Stal Rzeszów wygrała z Resovią wyścig po miejskie pieniądze. Po rundzie jesienno-zimowej w trzeciej lidze (czwarty poziom rozgrywek) Stal zajęła drugie miejsce, Resovia była czwarta. Zgodnie z obietnicami władz Rzeszowa, dodatkowe wsparcie finansowe dostanie ten klub, który na półmetku rozgrywek będzie wyżej w tabeli.

Już wiadomo, że Stal Rzeszów dostanie na rundę wiosenną 600 tys. zł.

– Za te pieniądze wykupimy akcje w spółce, która zarządza klubem. Obejmiemy w ten sposób ok. 30 proc. wszystkich akcji. Kolejne 600 tys. zł przekażemy na następny pełny sezon i będziemy mieli już ponad 50 proc. akcji.  Mamy też kilkunastu sponsorów, którzy zadeklarowali wsparcie drużyny. Budżet na kolejny pełny sezon powinien się zamknąć w kwocie ok. 1,5 mln zł. To powinno wystarczyć na awans Stali do wyższej ligi – mówi Maciej Chłodnicki, rzecznik prezydenta Rzeszowa.
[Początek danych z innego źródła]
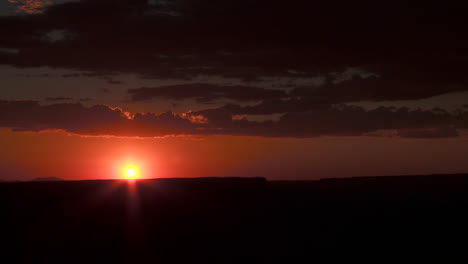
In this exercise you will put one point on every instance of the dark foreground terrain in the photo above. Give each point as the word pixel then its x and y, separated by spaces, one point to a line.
pixel 109 221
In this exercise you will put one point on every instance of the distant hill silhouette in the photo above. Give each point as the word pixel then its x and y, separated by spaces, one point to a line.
pixel 45 179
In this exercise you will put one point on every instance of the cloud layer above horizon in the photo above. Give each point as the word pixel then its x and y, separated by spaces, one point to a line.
pixel 302 63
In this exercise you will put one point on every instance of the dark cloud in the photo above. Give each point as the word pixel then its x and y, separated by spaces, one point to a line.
pixel 437 132
pixel 339 120
pixel 204 92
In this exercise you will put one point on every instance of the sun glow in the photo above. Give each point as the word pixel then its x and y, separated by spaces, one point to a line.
pixel 130 172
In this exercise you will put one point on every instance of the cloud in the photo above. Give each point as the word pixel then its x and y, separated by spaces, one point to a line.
pixel 204 92
pixel 60 98
pixel 338 120
pixel 239 39
pixel 432 132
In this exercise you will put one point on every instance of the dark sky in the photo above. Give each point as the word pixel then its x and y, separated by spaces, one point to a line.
pixel 285 75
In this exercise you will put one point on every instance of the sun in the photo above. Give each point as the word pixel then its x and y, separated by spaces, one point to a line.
pixel 130 172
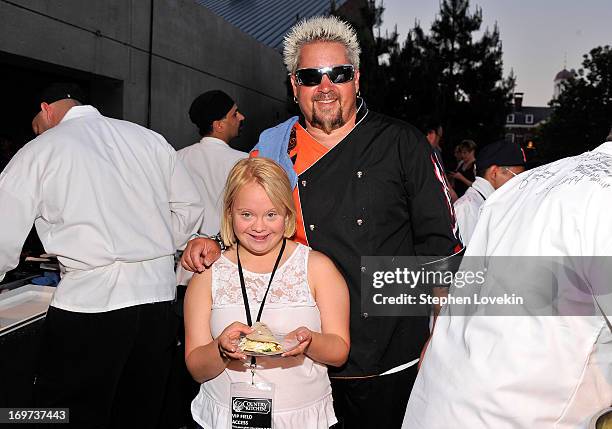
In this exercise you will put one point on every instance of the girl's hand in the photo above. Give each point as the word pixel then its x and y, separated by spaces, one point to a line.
pixel 228 341
pixel 304 336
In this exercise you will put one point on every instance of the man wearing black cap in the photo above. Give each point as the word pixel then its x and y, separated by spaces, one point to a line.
pixel 496 163
pixel 113 202
pixel 210 160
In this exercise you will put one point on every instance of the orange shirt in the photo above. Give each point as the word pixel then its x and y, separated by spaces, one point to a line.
pixel 304 151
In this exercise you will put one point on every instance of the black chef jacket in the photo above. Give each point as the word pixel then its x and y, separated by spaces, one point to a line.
pixel 376 194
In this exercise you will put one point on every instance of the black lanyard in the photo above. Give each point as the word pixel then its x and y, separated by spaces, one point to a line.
pixel 263 302
pixel 243 286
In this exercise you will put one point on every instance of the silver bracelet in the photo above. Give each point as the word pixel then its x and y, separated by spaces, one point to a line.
pixel 217 238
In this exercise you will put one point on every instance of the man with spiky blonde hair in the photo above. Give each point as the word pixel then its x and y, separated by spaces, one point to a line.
pixel 363 185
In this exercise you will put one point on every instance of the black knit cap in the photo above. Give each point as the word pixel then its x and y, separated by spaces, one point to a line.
pixel 61 90
pixel 209 107
pixel 502 153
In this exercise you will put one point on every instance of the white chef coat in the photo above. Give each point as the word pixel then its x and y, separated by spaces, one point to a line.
pixel 110 199
pixel 209 162
pixel 467 208
pixel 527 371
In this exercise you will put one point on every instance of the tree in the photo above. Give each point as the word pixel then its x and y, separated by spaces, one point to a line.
pixel 583 111
pixel 450 75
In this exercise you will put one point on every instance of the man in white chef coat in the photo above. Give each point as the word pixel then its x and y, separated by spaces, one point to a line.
pixel 526 369
pixel 210 160
pixel 113 202
pixel 496 163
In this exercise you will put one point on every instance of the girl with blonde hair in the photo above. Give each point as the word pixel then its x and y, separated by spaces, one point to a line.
pixel 264 276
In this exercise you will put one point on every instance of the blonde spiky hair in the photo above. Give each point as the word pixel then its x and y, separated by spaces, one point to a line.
pixel 320 29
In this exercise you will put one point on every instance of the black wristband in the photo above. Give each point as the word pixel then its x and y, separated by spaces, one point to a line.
pixel 219 241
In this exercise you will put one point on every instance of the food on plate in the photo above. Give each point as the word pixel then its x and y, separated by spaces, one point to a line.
pixel 261 340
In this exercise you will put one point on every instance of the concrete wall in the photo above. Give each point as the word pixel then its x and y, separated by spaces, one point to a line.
pixel 193 50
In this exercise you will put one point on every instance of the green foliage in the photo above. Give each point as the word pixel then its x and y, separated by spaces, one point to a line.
pixel 583 112
pixel 447 74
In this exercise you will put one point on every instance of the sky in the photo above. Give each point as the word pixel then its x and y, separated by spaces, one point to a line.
pixel 537 35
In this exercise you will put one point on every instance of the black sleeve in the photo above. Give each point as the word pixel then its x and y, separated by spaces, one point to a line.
pixel 432 215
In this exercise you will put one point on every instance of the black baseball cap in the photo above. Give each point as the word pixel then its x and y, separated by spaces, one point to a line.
pixel 503 153
pixel 209 107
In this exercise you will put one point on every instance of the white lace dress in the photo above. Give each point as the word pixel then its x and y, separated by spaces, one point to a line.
pixel 302 396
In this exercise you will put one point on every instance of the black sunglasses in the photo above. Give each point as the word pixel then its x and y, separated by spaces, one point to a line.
pixel 336 74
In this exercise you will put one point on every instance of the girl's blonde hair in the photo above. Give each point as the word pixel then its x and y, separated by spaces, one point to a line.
pixel 272 178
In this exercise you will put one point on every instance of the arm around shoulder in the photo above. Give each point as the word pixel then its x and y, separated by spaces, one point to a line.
pixel 332 297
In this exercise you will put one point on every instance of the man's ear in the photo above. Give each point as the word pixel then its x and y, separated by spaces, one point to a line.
pixel 294 85
pixel 218 125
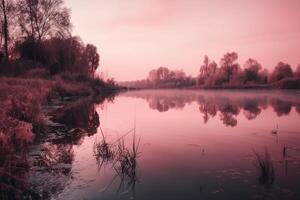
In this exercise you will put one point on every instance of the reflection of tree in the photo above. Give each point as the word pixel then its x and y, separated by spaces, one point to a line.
pixel 298 108
pixel 164 104
pixel 229 104
pixel 208 109
pixel 79 115
pixel 281 107
pixel 51 169
pixel 227 113
pixel 251 110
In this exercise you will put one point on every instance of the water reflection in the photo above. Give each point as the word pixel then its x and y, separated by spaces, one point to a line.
pixel 42 170
pixel 189 148
pixel 122 158
pixel 226 105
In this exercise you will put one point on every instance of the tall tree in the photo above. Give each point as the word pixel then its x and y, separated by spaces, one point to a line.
pixel 5 28
pixel 92 58
pixel 229 66
pixel 40 19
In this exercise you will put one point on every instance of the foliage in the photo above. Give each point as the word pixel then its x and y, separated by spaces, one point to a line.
pixel 281 71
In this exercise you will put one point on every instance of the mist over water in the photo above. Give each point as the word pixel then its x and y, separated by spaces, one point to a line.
pixel 185 144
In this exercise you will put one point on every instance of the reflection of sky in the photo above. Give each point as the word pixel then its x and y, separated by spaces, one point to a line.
pixel 135 35
pixel 178 149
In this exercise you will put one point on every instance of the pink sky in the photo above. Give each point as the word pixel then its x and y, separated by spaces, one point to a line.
pixel 135 36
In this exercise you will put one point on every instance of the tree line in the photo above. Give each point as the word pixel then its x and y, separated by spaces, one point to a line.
pixel 229 73
pixel 37 34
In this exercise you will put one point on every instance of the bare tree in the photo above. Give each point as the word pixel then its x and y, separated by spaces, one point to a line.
pixel 91 58
pixel 40 19
pixel 5 28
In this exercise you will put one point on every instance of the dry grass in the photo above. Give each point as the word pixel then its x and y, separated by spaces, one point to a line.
pixel 265 168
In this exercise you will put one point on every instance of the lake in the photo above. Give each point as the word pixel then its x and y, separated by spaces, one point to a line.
pixel 174 144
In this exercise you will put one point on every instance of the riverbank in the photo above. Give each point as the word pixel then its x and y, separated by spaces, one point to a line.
pixel 22 99
pixel 284 84
pixel 30 110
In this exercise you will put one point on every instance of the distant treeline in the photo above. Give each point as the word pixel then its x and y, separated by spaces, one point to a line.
pixel 36 38
pixel 229 74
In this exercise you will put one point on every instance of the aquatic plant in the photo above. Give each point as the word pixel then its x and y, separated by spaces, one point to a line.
pixel 265 168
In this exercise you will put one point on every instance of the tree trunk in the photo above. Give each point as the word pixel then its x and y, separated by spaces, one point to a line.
pixel 5 29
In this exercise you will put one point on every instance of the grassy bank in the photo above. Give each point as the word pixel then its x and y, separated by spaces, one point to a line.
pixel 21 100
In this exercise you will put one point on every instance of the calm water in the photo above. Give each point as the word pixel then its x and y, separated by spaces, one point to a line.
pixel 180 144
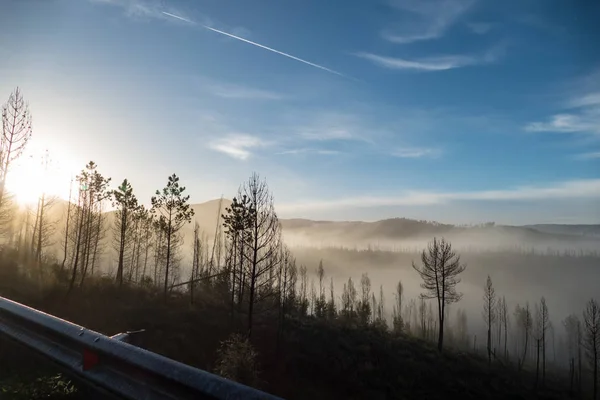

Planowane wejście miasta do już istniejącej spółki oznacza, że ratusz nie będzie tworzył nowego podmiotu. Zgodę na bycie udziałowcem spółki Stal Rzeszów muszą wyrazić jeszcze radni. Stanie się to prawdopodobnie na kolejnej sesji rady miasta. – Wykupienie udziałów w spółce to najprostsza i najczytelniejsza procedura – słyszymy w ratuszu. 

Ratusz jest na etapie wyboru osoby, która z ramienia miasta będzie oddelegowana do pracy w klubie. – Mamy trzech kandydatów. Decyzje w tej sprawie zapadną w ciągu najbliższych dni – zapowiada Chłodnicki.

Miasto chce wejść do piłkarskiej spółki, bo władze Rzeszowa mają dość oglądania trzecioligowej kopaniny w wykonaniu Stali i Resovii. Mecze ogląda garstka kibiców. – Rzeszów ma takie tradycje piłkarskie, że to wstyd patrzeć na plątaninę drużyn na czwartym poziomie rozgrywek – uważają urzędnicy.

Tadeusz Ferenc, prezydent Rzeszowa, wierzy, że dzięki dodatkowemu wsparciu finansowemu, Stal Rzeszów z każdym nowym rokiem będzie grała w wyższej klasie rozgrywek. Ferencowi marzy się, by do stolicy Podkarpacia przyjeżdżały drużyny z Ekstraklasy.